Bali Adası’nın en eski tapınaklarından birisi olan Goa Gajah’ın 11. yüzyılda inşa edildiği biliniyor. 1995 yılından itibaren Unesco Dünya Mirası Listesi’nde yer alıyor. Hindu ve Budist olmak üzere 2 farklı kısmın bulunduğu bu tapınağı mutlaka görmelisiniz.
Bali Adası’nın dikkat çekici eserlerinden biri olarak kabul edilen Fil Mağarası yani Elephant Cave kapısı da bu tapınak kompleksinin sınırları içerisinde yer alıyor.
Eğitim tanrısı olan Goa Gajah’a adanan tapınağa giriş yapabilmek için 50.000 IDR tutarlı ücreti ödemeniz gerekiyor.
Ubud’un en canlı ve en kalabalık yerlerinin başında Ubud Pazar yeri geliyor. Buraya gelerek yerel mutfağın tadına bakmak için birbiri ardına sıralanan restoranlara gidebilirsiniz.
Gece de eğlenmek istiyorsanız canlı müzik ve yerel dans gösterilerinin düzenlendiği barlara uğrayabilirsiniz.
Ubud pazar yerinde çok sayıda hediyelik eşya dükkânı da yer alıyor. Ülkenize dönerken Bali tatilinizi ölümsüzleştirmek adına hediyelik eşya alışverişinizi buradan yapabilirsiniz. Ancak dükkan sahibi olan esnaflarla mutlaka pazarlık yapmanız hususunda sizi uyarmamız gerek. Aksi halde ufak bir hediyelik eşya için 3 katı fazla ödeme yapmak durumunda kalabilirsiniz.
Girişin ücretsiz olduğu Ubud Market, her gün akşam saat 18.00’e kadar misafirlere kapısını açıyor.
Ubud Pazar Yeri’ne oldukça yakın olarak konumlanan Saraswati Tapınağı turistlerin rağbet ettiği yerlerden birisi olarak biliniyor.
Tapınağın etrafı gölle çevrilmiş durumda ve gölün üzerinde de sayısız nilüfer süzülüyor.
Dünyanın en büyüleyici ve huzur verici bu manzarasına karşı konumlanan Saraswati Tapınağı Ubud’daki en ünlü tapınak olarak görülüyor.
Asıl adı Puri Seran Augung olan Ubud Sarayı kraliyet ailesinin Bali Adası’ndaki evi olarak biliniyor. Bu görkemli saray Ubud’da mağazaların ve restoranların yer aldığı Jalan Raya adlı ana cadde üzerinde bulunuyor.
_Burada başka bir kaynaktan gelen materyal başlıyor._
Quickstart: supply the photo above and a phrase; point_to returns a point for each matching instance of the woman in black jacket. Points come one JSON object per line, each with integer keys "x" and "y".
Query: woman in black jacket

Ubud’un kalbine inşa edilen bu saray oldukça dikkat çekici bir görünüme sahip. İlginç heykeller, geleneksel el sanatlarını yansıtan süslemeler, geleneksel kapı ve huzur veren yemyeşil bahçesi ile Ubud Sarayı mutlaka görülmesi gereken yerlerin başını çekiyor.
Bazı geceler saray bahçesinde yerel dans gösterileri ve müzik dinletilerinin yapıldığı da oluyor.
Bali Adası’nın ana tapınağı olarak Besakih Tapınağı kabul görüyor.
1000 metrelik bir yükseklikte konumlanan bu devasa tapınak adadaki en yüksek volkanik dağ olarak bilinen Agung Dağı’nın hemen kıyısına inşa edilmiş durumda.
Tapınakta her yıl çok sayıda Hindu dinine ait ritüellerin düzenlendiği biliniyor.
Besakih Tapınağı’na ziyaret düzenlemeden önce uzun kollu ve uzun paçalı kıyafetler giymiş olmanız gerekiyor.
Lempuyang Tapınağı Bali’nin en büyük 6 tapınağından biri olarak karşımıza çıkıyor. Aktif bir yanardağ olan Lempuyang Dağı’nın karşısında bulunan bu tapınak Bali’de gitmeniz gereken yerlerin başında geliyor.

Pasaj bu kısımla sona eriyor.